Before surgery, there is a six-month program during which teens must adhere to lifestyle modifications such as taking vitamins, controlling calorie intake, and increasing physical activity. And while teens are not instructed to lose weight during the pre-op period, one rule is firm—they cannot gain any weight.

“We look for signs that they can adhere to a different lifestyle and we don’t proceed with surgery if the family and child cannot put the basics of the healthy lifestyle into action in the six-month period,” says Inge.

Th e average weight of patients at time of surgery is 382 pounds with an average BMI of 59.5. At three months postsurgery, patients have an average weight loss of 75 pounds. Within 12 months, the average loss is 141 pounds. Inge says, however, that there is still more to learn about bariatric surgery for teens.

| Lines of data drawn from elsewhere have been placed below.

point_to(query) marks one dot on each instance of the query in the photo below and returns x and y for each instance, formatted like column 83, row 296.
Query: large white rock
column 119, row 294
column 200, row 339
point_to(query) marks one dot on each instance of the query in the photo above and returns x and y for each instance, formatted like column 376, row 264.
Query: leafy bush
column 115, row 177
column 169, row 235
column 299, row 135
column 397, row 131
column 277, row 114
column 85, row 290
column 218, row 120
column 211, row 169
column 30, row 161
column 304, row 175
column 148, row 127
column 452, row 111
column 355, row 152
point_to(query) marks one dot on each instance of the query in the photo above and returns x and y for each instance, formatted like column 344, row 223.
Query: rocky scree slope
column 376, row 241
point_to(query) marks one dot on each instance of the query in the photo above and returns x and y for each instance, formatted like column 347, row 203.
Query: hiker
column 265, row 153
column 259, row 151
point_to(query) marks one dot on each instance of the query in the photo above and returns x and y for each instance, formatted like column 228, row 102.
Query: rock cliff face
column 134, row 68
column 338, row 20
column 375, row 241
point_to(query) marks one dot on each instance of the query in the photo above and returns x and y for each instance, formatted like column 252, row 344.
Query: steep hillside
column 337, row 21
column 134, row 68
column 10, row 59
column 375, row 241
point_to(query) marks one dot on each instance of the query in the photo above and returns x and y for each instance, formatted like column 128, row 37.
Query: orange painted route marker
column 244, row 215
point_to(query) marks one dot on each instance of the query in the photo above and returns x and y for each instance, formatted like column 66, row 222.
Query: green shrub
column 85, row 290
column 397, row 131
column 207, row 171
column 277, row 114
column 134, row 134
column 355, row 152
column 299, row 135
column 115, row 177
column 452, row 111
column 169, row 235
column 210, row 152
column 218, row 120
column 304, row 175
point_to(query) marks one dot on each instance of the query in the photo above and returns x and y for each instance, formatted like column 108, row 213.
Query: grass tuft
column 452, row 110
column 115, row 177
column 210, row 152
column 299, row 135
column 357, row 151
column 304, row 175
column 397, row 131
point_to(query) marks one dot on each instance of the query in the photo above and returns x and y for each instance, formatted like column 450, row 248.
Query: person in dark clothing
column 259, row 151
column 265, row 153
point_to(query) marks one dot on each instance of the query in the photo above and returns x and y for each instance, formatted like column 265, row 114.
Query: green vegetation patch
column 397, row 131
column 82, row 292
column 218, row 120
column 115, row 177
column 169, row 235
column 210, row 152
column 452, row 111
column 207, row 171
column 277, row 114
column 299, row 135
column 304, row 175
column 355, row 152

“There are a lot of unanswered questions. For instance, what procedure, bypass, sleeve, or band should we be recommending and why? On balance, is one superior from the standpoint of treating obesity-related health conditions, nutritional risks, weight loss, and durability of weight loss?”

Inge believes that several long-term clinical studies now being conducted will help provide answers to these questions. He is the principal investigator for Teen-LABS (Teen-Longitudinal Assessment of Bariatric Surgery), a study that follows 250 teens for up to five years who had weight loss surgery at five participating hospitals.

On Track

Back in San Diego, Justin Denny is banking on the old adage of “eat less, move more” to achieve his normal weight. He exercises at the gym with his father or personal trainer four days a week and follows a healthy diet suggested by a nutritionist.

“What changed is that Justin became concerned about his own weight,” says his father Robert. “It all turned around when he took control and wanted a better lifestyle.”